We learn from history but conveniently overlook occasionally

Although our sector rating downgrade to Neutral on 2 Feb 2025 was on the basis that tariffs & related uncertainty is not conducive for IT spending, decision-making and, in turn, for earnings upgrade, the pertinent question for investors today is “what is the extent of operating model disruption in an AI-first world & in the backdrop of protectionism & weak macro.” The rationale is that although valuations appear reasonable vs. their five-year average, the sector could be facing a set-up like CY12/13, which saw a combination of headwinds from technology disruption (cloud), protectionism (visa), and macroeconomic challenges, leading to growth moderation subsequently (Fig. 1). Put together, it could moderate the growth of services companies over a longer horizon than anticipated and warrants a revisit to the valuation thesis.

AI transforms everything - could shrink the scope of work

Artificial intelligence (AI) is starting to disrupt everything, especially software development and could shrink the scope of traditional application development, customization and maintenance work and, in turn, volume growth. To illustrate, recent industry interactions suggest deploying AI tools for data projects (labelling, annotation, synthesization) is driving a 20%+ deflation in volume. Backfilling such a quantum in the absence of structural demand tailwinds, as seen in the post Covid-19 period, could be demanding. Finally, although the disruption may not mean displacement, growth expectations need to be altered.

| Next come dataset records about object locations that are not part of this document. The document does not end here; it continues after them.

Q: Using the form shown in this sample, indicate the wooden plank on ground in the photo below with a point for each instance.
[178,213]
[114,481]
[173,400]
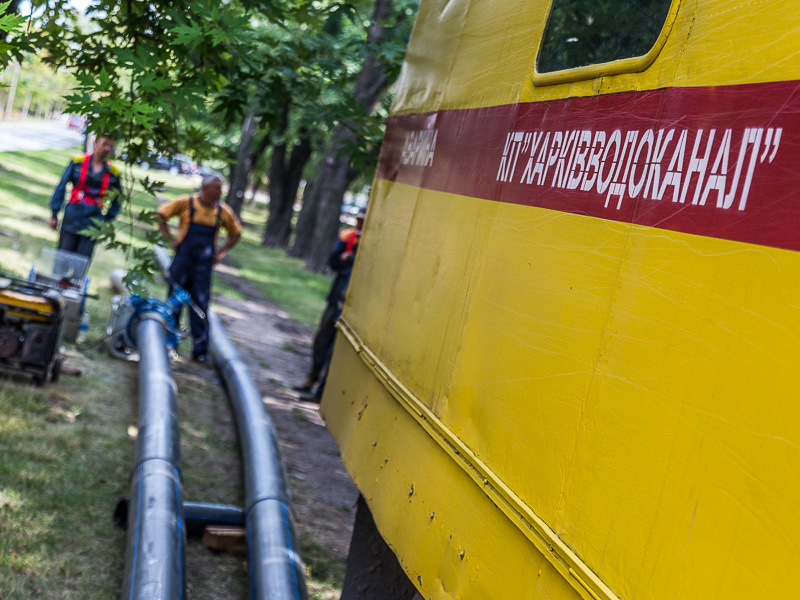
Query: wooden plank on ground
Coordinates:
[233,539]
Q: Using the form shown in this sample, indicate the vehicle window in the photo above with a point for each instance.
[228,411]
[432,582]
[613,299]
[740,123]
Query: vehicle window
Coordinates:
[580,33]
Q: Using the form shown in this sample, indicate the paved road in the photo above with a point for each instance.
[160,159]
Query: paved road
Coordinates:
[37,135]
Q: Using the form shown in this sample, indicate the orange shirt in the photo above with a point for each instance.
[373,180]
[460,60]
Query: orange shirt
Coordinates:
[202,215]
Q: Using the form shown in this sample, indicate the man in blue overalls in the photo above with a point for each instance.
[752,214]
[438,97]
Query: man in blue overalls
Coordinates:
[92,176]
[201,216]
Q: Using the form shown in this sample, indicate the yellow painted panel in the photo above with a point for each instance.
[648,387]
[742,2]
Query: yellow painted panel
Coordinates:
[451,540]
[435,265]
[494,62]
[633,386]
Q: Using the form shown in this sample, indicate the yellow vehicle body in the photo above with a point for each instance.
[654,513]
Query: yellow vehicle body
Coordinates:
[540,402]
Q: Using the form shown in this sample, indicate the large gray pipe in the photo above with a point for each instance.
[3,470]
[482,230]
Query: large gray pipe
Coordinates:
[154,565]
[276,569]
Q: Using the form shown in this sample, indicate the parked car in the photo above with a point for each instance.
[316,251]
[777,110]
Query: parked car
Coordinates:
[180,164]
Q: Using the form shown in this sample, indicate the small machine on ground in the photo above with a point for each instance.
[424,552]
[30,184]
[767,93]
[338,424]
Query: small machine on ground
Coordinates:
[37,313]
[31,318]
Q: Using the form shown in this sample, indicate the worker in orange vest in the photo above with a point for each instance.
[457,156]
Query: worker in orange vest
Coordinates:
[341,261]
[92,177]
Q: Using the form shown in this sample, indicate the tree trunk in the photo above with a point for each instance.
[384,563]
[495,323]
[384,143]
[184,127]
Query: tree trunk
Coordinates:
[284,179]
[336,173]
[306,221]
[240,172]
[11,9]
[253,191]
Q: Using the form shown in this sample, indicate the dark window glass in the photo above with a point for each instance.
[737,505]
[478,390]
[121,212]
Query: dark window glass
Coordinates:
[590,32]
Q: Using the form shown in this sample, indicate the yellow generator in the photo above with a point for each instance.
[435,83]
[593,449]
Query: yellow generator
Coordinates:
[31,317]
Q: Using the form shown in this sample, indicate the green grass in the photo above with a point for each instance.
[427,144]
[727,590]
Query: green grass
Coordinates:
[65,449]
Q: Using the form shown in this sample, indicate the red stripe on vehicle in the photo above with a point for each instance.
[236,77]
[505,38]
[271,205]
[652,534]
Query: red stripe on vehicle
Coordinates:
[720,162]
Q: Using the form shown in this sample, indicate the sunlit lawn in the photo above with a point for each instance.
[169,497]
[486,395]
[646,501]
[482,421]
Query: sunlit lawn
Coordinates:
[65,449]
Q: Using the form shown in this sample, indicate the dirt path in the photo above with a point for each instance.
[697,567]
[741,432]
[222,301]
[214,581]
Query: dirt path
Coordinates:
[276,350]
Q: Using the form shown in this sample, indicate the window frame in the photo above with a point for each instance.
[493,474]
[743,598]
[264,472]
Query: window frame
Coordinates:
[634,64]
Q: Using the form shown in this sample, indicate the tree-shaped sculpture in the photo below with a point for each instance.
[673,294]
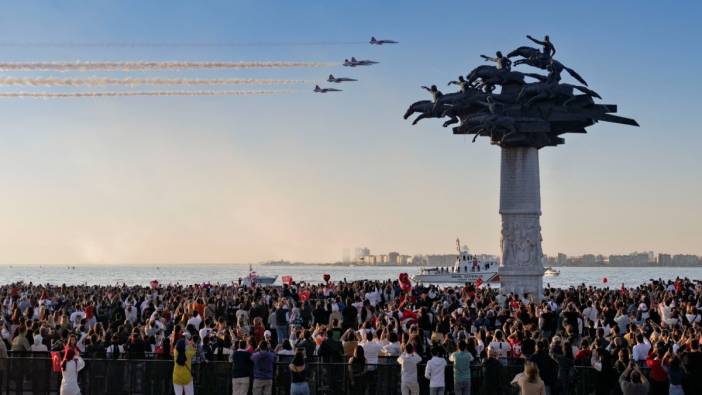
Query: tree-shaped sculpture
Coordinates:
[521,117]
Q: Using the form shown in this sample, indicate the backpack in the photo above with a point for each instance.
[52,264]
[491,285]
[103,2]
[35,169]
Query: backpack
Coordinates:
[280,318]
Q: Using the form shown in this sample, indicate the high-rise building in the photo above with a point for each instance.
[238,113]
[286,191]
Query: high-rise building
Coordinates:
[360,253]
[665,259]
[393,258]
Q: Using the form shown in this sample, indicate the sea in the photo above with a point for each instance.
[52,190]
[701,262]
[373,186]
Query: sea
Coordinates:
[223,274]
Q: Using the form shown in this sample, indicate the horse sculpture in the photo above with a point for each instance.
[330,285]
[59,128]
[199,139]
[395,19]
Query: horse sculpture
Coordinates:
[546,90]
[491,75]
[535,58]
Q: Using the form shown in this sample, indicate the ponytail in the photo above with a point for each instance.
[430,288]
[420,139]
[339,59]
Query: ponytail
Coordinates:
[181,358]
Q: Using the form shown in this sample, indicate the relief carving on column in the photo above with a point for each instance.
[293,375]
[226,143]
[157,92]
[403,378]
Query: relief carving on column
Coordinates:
[521,241]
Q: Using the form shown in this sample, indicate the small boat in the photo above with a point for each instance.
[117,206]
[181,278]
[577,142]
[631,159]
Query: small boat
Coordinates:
[467,269]
[254,279]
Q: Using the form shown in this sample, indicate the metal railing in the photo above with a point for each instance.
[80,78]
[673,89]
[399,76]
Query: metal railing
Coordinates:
[32,374]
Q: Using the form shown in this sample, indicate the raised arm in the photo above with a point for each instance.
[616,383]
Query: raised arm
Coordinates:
[535,40]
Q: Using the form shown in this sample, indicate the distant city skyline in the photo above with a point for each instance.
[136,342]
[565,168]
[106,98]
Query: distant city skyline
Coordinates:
[159,180]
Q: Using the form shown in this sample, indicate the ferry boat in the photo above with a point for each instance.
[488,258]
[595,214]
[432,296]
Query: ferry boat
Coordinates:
[254,278]
[467,269]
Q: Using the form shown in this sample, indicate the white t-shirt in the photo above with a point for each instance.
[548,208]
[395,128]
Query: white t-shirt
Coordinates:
[372,351]
[435,371]
[500,349]
[408,367]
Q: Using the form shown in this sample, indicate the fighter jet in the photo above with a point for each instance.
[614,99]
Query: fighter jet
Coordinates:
[339,79]
[373,41]
[317,89]
[354,62]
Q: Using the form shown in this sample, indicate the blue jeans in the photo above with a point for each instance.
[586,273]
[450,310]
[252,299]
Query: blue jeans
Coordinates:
[461,387]
[299,389]
[283,333]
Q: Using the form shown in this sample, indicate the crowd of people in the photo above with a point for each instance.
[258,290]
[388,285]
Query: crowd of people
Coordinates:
[643,340]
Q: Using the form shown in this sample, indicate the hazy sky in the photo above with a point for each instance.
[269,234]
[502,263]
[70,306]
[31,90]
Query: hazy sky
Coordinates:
[303,176]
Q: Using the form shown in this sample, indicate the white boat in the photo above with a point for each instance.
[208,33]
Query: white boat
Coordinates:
[254,279]
[467,269]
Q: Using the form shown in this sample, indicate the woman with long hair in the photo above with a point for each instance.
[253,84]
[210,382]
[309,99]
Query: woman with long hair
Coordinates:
[357,371]
[70,366]
[182,368]
[529,381]
[298,375]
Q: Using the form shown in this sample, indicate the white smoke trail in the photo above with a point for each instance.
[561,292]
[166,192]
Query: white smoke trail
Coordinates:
[103,81]
[194,44]
[60,95]
[158,65]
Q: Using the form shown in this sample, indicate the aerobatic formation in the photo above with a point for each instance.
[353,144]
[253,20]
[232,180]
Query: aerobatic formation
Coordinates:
[353,62]
[520,113]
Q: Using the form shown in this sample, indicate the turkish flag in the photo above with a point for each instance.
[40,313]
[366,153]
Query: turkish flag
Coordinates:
[304,295]
[56,361]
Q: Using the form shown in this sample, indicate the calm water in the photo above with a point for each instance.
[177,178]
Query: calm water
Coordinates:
[189,274]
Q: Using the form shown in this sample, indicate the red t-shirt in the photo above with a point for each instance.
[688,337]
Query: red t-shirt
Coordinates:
[657,371]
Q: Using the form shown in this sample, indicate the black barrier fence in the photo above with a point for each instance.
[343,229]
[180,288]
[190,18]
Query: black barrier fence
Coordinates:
[34,375]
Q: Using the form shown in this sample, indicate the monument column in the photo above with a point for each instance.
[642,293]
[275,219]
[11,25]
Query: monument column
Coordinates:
[521,269]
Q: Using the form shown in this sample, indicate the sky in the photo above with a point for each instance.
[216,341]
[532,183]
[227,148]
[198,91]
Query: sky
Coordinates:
[303,176]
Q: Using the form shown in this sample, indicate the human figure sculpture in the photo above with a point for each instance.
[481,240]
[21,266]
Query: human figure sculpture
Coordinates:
[503,62]
[497,102]
[435,92]
[548,49]
[463,85]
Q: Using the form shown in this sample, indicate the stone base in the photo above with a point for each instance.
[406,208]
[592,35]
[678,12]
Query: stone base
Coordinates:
[521,283]
[521,269]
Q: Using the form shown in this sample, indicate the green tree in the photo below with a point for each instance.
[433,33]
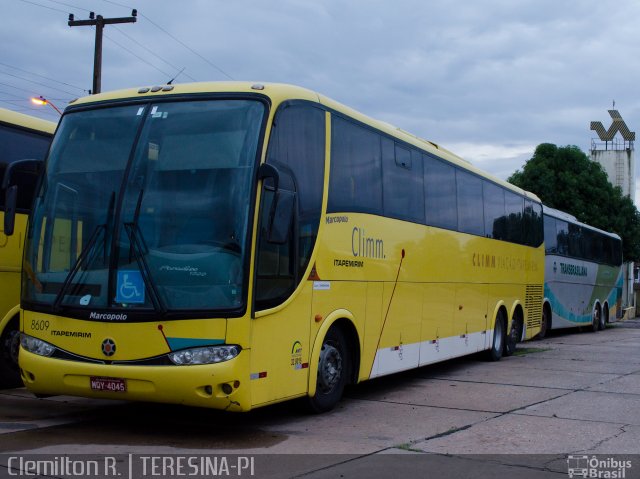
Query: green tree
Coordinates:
[566,179]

Adoption could be like cloud curve: B2C followed by enterprise

As witnessed during the cloud era, the adoption could be gradual as the technology trend starts with consumers, startups and small businesses, with the eventual embrace by medium & large enterprises as solutions/platforms standardize & applications are robust. Conversely, cloud adoption post Covid-19 may have accelerated such standardization, which, coupled with the Retrieval Augmented Generation (RAG) architecture for better retrieval of unstructured data, could mean a steep adoption curve.

Protectionism increases the cost of doing business

Recent US visa regulations could 1) delay deal closures or project starts as clients & vendors re-evaluate the contract terms, and 2) increase sub-contracting costs over time as talent scarcity and near-shoring could increase onsite wages. Analyzing such protectionism measures historically (visa fee increase in 2010, localization, etc.) suggests that the cost of doing business has increased (Figs. 2-4). Finally, offshoring and global competency centre or GCC-as-a-service is an alternative but must be viewed in the context that 1) critical roles require regulatory clearances and are difficult to offshore, and 2) material offshoring is revenue deflationary first and then EBIT margin beneficiary.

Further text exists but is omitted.